As we have seen, what intrigued Olivier Messiaen was the intrinsic color of each stop. With his organ at Sainte-Trinité, he was well served in as much as the stops are characterized by their solo capabilities. We are not talking about simply this or that Oboe, Vox humana, Clarinet or the like, but of every timbre considered independently, be it a Montre, Bourdon, Octavin, Nazard, Flute or even a mixture alone. It should be mentioned that the pipe scalings of certain ranks are wider than those encountered in the huge instruments of Saint-Sernin, Saint-ouen, Saint-Sulpice, and above all, that the voicing of Cavaillé-Coll's company was exceptional. Indeed, with this instrument, it is possible to venture out into registrations quite unusual or even impossible elsewhere, the favorable acoustic of Sainte-Trinité making it all the more difficult to reproduce such effects in other rooms. It could be said that one innovation characterizes Messiaen : the search for tone colors.

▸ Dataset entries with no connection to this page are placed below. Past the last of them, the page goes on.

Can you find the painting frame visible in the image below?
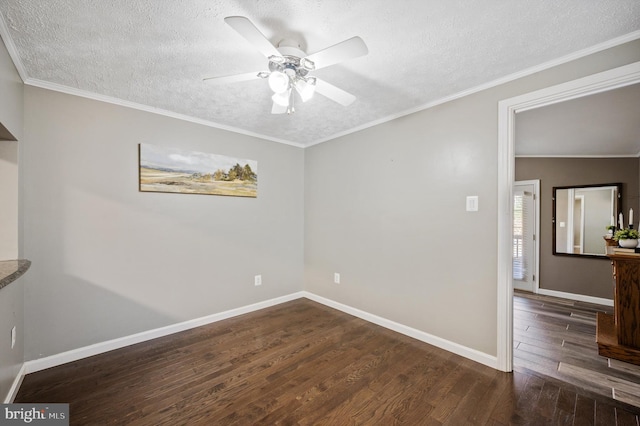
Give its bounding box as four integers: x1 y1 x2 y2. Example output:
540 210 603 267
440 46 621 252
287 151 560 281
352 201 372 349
138 143 258 198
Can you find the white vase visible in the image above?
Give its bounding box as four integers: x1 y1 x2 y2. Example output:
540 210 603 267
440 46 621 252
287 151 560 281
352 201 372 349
618 239 638 248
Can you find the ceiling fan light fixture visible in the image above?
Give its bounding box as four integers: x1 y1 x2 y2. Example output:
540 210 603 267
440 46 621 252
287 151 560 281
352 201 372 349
269 71 290 93
300 58 316 71
269 55 285 64
295 77 316 102
271 89 291 107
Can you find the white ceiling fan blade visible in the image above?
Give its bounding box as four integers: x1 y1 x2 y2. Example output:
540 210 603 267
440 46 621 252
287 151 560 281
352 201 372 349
316 79 356 106
271 102 287 114
224 16 280 58
202 71 260 84
305 37 369 69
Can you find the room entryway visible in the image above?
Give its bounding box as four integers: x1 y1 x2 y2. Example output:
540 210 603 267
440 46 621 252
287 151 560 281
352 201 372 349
513 180 540 293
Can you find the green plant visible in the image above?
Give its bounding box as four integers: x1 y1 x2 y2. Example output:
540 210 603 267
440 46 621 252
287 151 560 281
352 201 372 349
613 228 640 241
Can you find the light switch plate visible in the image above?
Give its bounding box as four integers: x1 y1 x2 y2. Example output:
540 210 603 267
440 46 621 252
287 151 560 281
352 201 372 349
467 195 478 212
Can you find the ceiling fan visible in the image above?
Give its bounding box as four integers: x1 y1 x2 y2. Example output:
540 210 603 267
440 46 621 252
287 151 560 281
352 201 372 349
204 16 369 114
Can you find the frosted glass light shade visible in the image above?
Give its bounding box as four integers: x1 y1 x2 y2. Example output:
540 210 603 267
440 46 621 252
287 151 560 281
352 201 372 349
269 71 289 93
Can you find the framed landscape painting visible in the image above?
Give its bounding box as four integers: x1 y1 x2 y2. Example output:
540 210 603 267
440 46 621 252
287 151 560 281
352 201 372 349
138 144 258 198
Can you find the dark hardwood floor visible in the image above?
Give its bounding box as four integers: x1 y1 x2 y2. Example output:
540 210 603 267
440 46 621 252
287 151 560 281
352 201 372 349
16 299 640 426
513 291 640 407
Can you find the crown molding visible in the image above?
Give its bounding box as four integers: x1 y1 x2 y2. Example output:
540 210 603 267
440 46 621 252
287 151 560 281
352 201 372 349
24 78 304 148
0 13 29 82
0 4 640 149
515 152 640 158
306 31 640 147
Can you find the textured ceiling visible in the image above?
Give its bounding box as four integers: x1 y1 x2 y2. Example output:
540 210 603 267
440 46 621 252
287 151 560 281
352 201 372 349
0 0 640 146
515 84 640 157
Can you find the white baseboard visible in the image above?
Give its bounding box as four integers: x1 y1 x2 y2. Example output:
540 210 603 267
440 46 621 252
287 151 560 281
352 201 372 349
302 291 498 370
538 288 613 306
23 291 497 376
24 292 304 374
4 364 27 404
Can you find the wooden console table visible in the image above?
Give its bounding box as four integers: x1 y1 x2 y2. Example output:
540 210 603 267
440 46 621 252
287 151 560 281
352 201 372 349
596 254 640 365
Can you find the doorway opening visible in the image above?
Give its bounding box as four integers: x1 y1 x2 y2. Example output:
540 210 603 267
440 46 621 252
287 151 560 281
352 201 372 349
497 62 640 371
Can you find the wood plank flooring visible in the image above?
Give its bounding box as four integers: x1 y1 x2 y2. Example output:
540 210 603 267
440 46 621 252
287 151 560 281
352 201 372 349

This search doesn't just happen by itself. We started to become fully aware of the realm of timbre via the organs by Cavaillé-Coll who was a genius when it came to experimenting with timbres. It is Aristide Cavaillé-Coll who was the father of the modern contemporary organ; it is he who grasped the primal role of specific timbre (that is the basic solo value of each register) for in former times - I am thinking about J.S.Bach and his contemporaries - the tone colors were interchangeable and one had no qualms about giving a violin solo to an oboe, transferring a chorus into a chorale setting for organ, having a soprano sing a solo line originally relegated to the flute, etc… At that time, there was a certain insouciance concerning timbre.

I asked Messiaen: might this reason be due to material or practical constraints ?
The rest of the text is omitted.